The Government of Québec in Canada has released a draft regulation that requires the increased use of renewable fuels in the province.
The new renewable fuels standard, which has been applauded by industry association Advanced Biofuels Canada (ABFC), proposes a market-based mechanism to incentivise low-carbon biofuels.
Ethanol in gasoline has been set at a minimum of 10% by 2021, rising to 15% by 2025 (annual average). If the ethanol has 10% cellulosic content, the 2021 and 2025 ethanol requirements are 9% and 13.5% respectively.
Bio-based diesel fuel is to be 2% by 2021, rising to 4% by 2025 in the diesel pool in the province. In terms of feedstocks for the biofuel, the government has suggested that cellulosic ethanol can be derived from a range of municipal, industrial, agricultural and forestry feedstock; bio-based diesel can be biodiesel or any other renewable fuel suitable for use in high-speed diesel engines.
Titled the ‘Regulation respecting the minimum volume of renewable fuel in gasoline and diesel fuel’, the new standard is expected to double the use of ethanol in Québec – from 470 million litres in 2017 – and significantly expand the renewable fuel content in diesel fuel, which was negligible in 2017.

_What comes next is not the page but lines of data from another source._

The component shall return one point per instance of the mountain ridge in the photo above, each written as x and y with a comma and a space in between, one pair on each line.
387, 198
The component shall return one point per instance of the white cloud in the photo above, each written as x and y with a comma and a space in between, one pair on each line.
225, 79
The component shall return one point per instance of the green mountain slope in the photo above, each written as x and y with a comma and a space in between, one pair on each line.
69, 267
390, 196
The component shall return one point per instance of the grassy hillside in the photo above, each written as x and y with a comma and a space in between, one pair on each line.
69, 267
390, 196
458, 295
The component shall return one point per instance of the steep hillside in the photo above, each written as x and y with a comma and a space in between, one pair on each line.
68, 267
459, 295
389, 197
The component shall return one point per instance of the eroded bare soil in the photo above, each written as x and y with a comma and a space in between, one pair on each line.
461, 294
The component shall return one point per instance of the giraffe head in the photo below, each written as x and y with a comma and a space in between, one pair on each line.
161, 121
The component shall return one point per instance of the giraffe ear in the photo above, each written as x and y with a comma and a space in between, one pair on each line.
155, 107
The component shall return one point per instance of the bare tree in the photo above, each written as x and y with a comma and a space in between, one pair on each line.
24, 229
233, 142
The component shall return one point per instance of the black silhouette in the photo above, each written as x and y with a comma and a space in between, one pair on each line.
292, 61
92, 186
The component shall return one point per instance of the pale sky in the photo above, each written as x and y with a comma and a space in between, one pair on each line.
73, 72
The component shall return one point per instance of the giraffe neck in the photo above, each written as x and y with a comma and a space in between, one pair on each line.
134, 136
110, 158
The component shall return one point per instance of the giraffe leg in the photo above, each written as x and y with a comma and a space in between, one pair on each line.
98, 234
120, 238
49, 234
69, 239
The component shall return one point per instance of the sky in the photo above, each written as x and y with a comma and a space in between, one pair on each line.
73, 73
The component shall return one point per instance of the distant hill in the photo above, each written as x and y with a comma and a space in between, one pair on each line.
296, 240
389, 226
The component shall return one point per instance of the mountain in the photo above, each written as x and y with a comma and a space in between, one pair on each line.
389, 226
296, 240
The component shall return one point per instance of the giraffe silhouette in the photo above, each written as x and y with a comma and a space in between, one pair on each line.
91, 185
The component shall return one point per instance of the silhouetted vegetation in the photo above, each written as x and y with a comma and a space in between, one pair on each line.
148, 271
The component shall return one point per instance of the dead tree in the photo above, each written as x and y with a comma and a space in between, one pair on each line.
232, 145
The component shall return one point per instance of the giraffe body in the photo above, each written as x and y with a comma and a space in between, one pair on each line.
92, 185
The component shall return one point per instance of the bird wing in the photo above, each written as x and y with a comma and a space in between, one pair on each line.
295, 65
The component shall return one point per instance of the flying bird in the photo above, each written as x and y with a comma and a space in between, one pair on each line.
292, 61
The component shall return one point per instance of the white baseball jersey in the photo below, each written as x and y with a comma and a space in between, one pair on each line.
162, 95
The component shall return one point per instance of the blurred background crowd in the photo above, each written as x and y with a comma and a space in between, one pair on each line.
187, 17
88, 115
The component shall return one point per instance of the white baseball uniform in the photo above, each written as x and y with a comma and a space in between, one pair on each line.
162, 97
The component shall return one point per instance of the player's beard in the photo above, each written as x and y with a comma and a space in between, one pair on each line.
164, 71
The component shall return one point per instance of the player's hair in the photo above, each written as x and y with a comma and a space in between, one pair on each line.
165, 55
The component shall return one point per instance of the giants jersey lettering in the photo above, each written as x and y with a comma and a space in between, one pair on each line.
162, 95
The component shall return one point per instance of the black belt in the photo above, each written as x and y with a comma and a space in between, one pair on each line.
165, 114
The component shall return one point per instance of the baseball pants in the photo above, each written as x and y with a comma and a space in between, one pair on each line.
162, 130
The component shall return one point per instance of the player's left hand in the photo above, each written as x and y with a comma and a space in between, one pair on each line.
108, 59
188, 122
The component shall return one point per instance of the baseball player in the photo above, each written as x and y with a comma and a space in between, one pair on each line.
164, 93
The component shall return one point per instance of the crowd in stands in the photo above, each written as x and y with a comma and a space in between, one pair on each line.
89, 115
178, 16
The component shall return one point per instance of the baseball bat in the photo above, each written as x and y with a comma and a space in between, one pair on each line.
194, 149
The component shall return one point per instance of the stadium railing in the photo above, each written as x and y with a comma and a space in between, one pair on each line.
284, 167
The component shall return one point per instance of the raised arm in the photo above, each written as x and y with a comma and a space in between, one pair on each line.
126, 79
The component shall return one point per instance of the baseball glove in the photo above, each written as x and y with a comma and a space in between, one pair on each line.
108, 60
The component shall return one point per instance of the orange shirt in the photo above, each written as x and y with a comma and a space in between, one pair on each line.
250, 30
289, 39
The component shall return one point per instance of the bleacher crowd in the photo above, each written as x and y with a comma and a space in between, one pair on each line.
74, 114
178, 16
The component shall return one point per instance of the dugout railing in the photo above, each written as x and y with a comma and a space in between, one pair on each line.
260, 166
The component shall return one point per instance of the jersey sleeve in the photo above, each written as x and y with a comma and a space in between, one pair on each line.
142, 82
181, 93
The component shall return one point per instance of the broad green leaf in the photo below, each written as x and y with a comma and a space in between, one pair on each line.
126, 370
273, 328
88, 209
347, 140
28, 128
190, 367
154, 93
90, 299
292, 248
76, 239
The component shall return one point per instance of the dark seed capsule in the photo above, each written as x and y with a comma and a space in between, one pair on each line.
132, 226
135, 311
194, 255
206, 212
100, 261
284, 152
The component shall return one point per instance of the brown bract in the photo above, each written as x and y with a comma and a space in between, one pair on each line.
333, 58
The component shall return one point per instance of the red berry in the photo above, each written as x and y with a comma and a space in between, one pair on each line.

“With this proposal, Québec continues to address its largest single greenhouse gas emissions source: transportation, at 41%,” commented Ian Thomson, president of ABFC. “It also continues the transition to a circular bioeconomy by using Québec's sustainable agricultural crops, agricultural and forestry residues, as well as urban and industrial waste streams.
“The wholesale pre-tax cost to Québec residents for fossil fuels was $9 billion [€6.1 billion] in 2018; most of that spending left the province. With this regulation, Québec can reduce its exposure to volatile global energy markets with greater use of abundant domestic renewable feedstocks and low carbon, made-in- Québec clean fuels.”
According to the ABFC, advanced biofuels can reduce greenhouse gas emissions by up to 115% compared with fossil fuels.
Thomson added: “Québec’s announcement is also notable as a further example of the growing trend to more direct provincial action on climate change and energy security. Canada’s diverse natural resource and transportation profiles require regionally appropriate energy and climate policies best suited to local economic development and clean growth jobs.”